Deve-se colher a assinatura do parente e/ou responsável pelo paciente em tal documento, identificando-se o mesmo com nome completo e qualificação, número de RG e CPF/MF, endereços e telefones comercial e residencial, além de colher a assinatura de uma ou mais testemunhas que presenciaram o fato, visando, com isso, preservar os direitos do médico e do hospital em eventual questionamento de sua atitude.
Salientamos que não deve ser usado modelo que usualmente é adquirido em papelaria, pois seu conteúdo é bastante primário e deficitário.
Tal documento deverá ser arquivado juntamente com o prontuário do paciente.
Entendemos que este documento é suficiente para justificar a atitude do médico naquele momento e isentá-lo de qualquer responsabilidade civil ou criminal.
Mesmo que o quadro do paciente mostre-se o pior possível, o médico e o hospital não poderão impedir a saída do mesmo mediante a solicitação de parente ou responsável. “Isto porque o Código Penal define como crime o ato de quem, sem fundamento legal, venha a cercear o direito de liberdade de que podem desfrutar todas as pessoas. Para que este direito seja restringido, necessário é que a lei defina em que circunstâncias e a partir da ordem de qual autoridade isso poderá ocorrer.
Ora, nenhuma lei — ao que saibamos – dá ao médico o poder de cercear a liberdade das pessoas, mantendo-a internada contra sua vontade, qualquer que seja o motivo ou pretexto para fazer isso. Se se trata de menor, o detentor do pátrio poder é que terá, em princípio, esse poder de escolha.
Logo, o médico, além de não poder decidir por outrem a respeito da sua pretensão de obter alta médica, corre o risco de praticar crime de cárcere privado (CP, art. 148) caso recuse a permitir que alguém, maior ou menor, se retire (ou seja retirado) de algum estabelecimento no qual tenha entrado para tratar da saúde.
Mas, como fica a situação do médico que está convencido de que será uma temeridade a retirada do doente, especialmente se este for pessoa incapaz?
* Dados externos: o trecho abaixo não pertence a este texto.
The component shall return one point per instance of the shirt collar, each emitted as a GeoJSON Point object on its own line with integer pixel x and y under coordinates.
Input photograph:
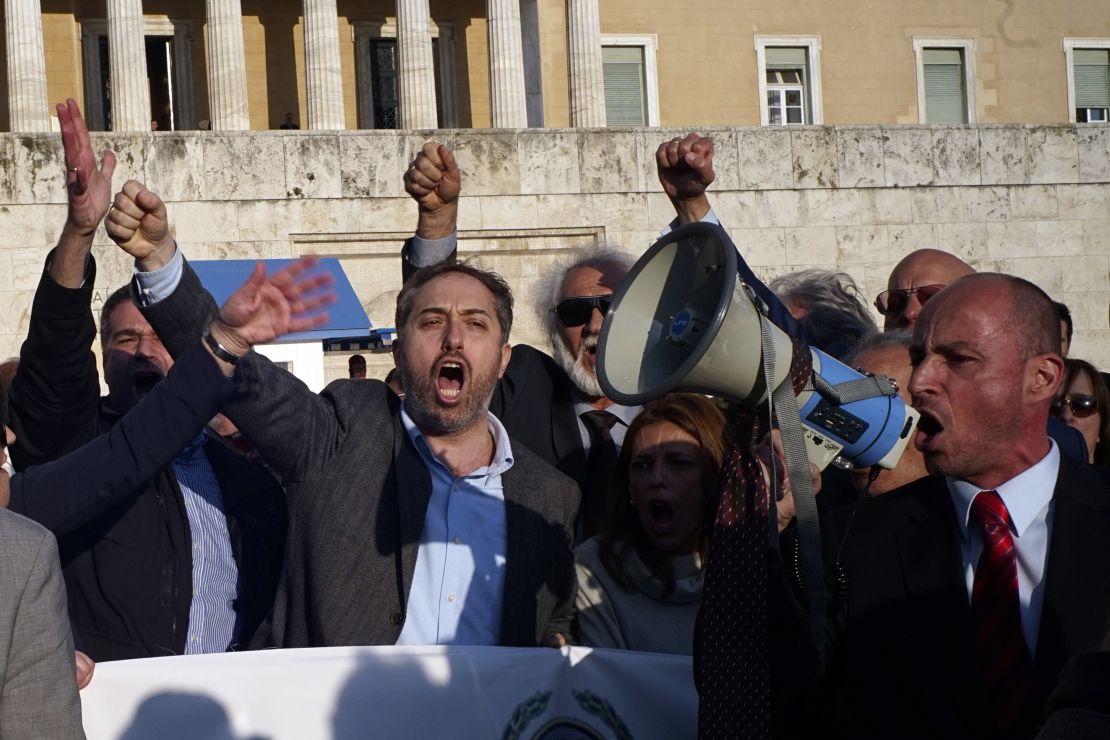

A solução é bastante simples: ele autoriza a saída do paciente e imediatamente encaminha ao representante do Ministério Público relatório a respeito das condições de saúde do mesmo. Caso o Ministério Público entenda que deve tomar alguma providência para acautelar interesse de pessoa incapaz, requererá ao Poder Judiciário aquilo que lhe pareça adequado.
É claro que poderá haver aquela situação extrema em que o médico, de consciência, estará convicto de que, se autorizar a retirada da criança, esta fatalmente morrerá.
Em tal caso extremo estaremos diante de uma situação não tão incomum: a Moral aponta uma direção e o Direito outra. Sendo assim, caso retenha a criança e venha a ser processado criminalmente por isso, certamente o médico contratará um bom advogado, que alegará a ocorrência de uma justificativa jurídico-penal para buscar sua absolvição: o estado de necessidade de terceira pessoa.” (Dr. Adauto A. S. Suannes – Desembargador aposentado pelo Tribunal de Justiça de São Paulo e advogado – in artigo denominado “O sapateiro e as sandálias”)
Sugerimos que o médico, além de comunicar o fato ao Ministério Público, faça elaborar boletim de ocorrência na delegacia de polícia da área, visando preservar seus direitos em eventual queixa no futuro.